Sunday, January 28, 2007

On Shakespeare

I have been reading Peter Ackroyd’s Shakespeare: The Biography.

It's a bit presumptuous to call any biography of Shakespeare "The Biography." There are so many gaps - for example, the several years between his marriage and his recognition in London as an actor and playwright - that we can't know for certain about some parts of his life.

Ackroyd does try to fill the gaps based on evidence in the plays and some reasonable speculation, but this is still not a definitive biography in the modern sense.

Still, it is a good read. Ackroyd provides some good insights and makes some connections that I, as an actor and playwright myself, found at least plausible. And Ackroyd is a good writer.

Chesterton had apparently been commissioned to write a book on the Bard, but died before he could do it. He did write a number of essays on Shakespeare and his plays, and Dorothy Collins collected 32 of them in Chesterton on Shakespeare, which, alas is out of print. I have not been able to find an online edition of it. My local library also does not have a copy. I may have to haunt some university libraries.

I do have an edition of A Handful of Authors, which contains "The Heroines of Shakespeare."
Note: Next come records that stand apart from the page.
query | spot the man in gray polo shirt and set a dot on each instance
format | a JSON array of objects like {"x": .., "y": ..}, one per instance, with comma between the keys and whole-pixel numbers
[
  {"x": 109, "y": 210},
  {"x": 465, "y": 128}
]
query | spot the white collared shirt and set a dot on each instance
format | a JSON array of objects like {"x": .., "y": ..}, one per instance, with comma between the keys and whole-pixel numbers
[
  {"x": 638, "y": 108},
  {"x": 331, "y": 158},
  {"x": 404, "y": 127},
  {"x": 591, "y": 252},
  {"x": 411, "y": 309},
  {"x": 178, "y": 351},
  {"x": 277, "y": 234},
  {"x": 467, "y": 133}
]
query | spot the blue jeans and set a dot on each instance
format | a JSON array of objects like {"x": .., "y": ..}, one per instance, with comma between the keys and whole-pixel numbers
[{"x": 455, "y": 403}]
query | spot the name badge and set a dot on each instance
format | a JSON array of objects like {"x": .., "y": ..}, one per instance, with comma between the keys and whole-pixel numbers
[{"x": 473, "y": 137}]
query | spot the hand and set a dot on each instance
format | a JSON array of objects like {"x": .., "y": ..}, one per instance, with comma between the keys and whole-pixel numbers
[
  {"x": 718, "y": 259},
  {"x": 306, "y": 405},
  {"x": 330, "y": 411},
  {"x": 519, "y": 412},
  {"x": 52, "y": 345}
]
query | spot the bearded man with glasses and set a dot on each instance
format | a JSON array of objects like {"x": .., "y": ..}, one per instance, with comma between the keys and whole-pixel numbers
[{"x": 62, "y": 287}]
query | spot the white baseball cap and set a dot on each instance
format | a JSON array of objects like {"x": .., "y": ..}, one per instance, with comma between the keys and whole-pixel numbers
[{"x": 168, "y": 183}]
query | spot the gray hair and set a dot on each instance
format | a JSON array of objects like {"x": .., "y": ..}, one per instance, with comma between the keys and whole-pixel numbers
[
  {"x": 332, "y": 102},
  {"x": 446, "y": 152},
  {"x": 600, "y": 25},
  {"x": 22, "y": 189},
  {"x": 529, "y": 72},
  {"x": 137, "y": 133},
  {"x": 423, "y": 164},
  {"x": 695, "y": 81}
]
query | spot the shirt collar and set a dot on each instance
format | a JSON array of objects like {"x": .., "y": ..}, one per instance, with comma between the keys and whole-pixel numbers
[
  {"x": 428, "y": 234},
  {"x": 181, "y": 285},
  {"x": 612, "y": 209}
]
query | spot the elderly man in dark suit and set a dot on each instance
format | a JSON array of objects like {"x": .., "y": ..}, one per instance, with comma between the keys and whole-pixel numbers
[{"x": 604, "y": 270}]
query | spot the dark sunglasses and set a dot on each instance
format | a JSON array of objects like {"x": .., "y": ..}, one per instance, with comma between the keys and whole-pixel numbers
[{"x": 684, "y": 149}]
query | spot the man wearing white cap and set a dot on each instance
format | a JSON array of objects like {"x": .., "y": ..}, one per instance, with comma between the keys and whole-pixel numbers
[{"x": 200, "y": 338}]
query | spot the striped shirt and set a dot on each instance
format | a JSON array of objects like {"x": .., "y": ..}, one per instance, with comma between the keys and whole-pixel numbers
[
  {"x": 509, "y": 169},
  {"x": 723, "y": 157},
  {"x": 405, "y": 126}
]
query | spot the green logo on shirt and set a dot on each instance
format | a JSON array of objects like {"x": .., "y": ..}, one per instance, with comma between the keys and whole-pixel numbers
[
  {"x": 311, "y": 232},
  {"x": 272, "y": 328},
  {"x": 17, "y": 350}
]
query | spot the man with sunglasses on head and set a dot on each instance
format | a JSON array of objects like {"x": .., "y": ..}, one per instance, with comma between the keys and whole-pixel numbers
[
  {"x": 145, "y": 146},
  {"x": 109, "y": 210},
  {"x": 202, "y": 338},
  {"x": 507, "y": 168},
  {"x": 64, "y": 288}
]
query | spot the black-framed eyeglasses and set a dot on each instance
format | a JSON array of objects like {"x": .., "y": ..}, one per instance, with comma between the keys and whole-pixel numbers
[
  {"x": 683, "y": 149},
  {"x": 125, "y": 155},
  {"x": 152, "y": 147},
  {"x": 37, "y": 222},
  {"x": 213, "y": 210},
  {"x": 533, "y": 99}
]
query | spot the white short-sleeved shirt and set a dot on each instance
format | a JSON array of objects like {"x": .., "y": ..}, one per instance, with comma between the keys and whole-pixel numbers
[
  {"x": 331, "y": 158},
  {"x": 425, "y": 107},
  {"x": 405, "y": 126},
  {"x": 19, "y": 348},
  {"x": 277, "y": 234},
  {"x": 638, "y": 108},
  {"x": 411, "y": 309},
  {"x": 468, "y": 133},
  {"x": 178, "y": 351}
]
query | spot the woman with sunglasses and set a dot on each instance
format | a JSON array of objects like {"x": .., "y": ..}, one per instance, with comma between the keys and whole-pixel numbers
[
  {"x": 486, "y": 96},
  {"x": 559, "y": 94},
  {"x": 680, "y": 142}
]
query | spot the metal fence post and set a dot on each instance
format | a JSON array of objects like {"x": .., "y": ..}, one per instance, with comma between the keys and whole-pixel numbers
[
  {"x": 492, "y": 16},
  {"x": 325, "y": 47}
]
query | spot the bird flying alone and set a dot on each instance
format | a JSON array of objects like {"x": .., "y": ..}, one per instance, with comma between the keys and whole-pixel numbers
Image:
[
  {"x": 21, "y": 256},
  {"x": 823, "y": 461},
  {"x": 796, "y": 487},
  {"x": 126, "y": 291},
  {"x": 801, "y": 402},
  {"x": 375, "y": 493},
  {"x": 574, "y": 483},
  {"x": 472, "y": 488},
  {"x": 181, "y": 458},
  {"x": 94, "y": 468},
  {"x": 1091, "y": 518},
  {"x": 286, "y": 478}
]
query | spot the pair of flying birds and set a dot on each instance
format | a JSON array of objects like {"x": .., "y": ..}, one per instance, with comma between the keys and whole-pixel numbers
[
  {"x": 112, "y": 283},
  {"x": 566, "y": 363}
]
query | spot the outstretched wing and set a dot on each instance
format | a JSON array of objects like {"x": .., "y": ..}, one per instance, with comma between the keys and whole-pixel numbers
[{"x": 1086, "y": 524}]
I also have a Chesterton poem that tickled my funny bone. So I end wiht that:

The Shakespeare Memorial

LORD Lilac thought it rather rotten
That Shakespeare should be quite forgotten,
And therefore got on a Committee
With several chaps out of the City,
And Shorter and Sir Herbert Tree,
Lord Rothschild and Lord Rosebery,
And F.C.G. and Comyns Carr
Two dukes and a dramatic star,
Also a clergy man now dead;
And while the vain world careless sped
Unheeding the heroic name --
The souls most fed with Shakespeare's flame
Still sat unconquered in a ring,
Remembering him like anything
Lord Lilac did not long remain,
Lord Lilac did not some again.
He softly lit a cigarette
And sought some other social set
Where, in some other knots or rings,
People were doing cultured things.
-- Miss Zwilt's Humane Vivarium
-- The little men that paint on gum
-- The exquisite Gorilla Girl . . .
He sometimes, in this giddy whirl
(Not being really bad at heart),
Remembered Shakespeare with a start --
But not with that grand constancy
Of Clement Shorter, Herbert Tree,
Lord Rosebery and Comyns Carr
And all the other names there are;
Who stuck like limpets to the spot,
Lest they forgot, lest they forgot.

Lord Lilac was of slighter stuff;
Lord Lilac had had quite enough.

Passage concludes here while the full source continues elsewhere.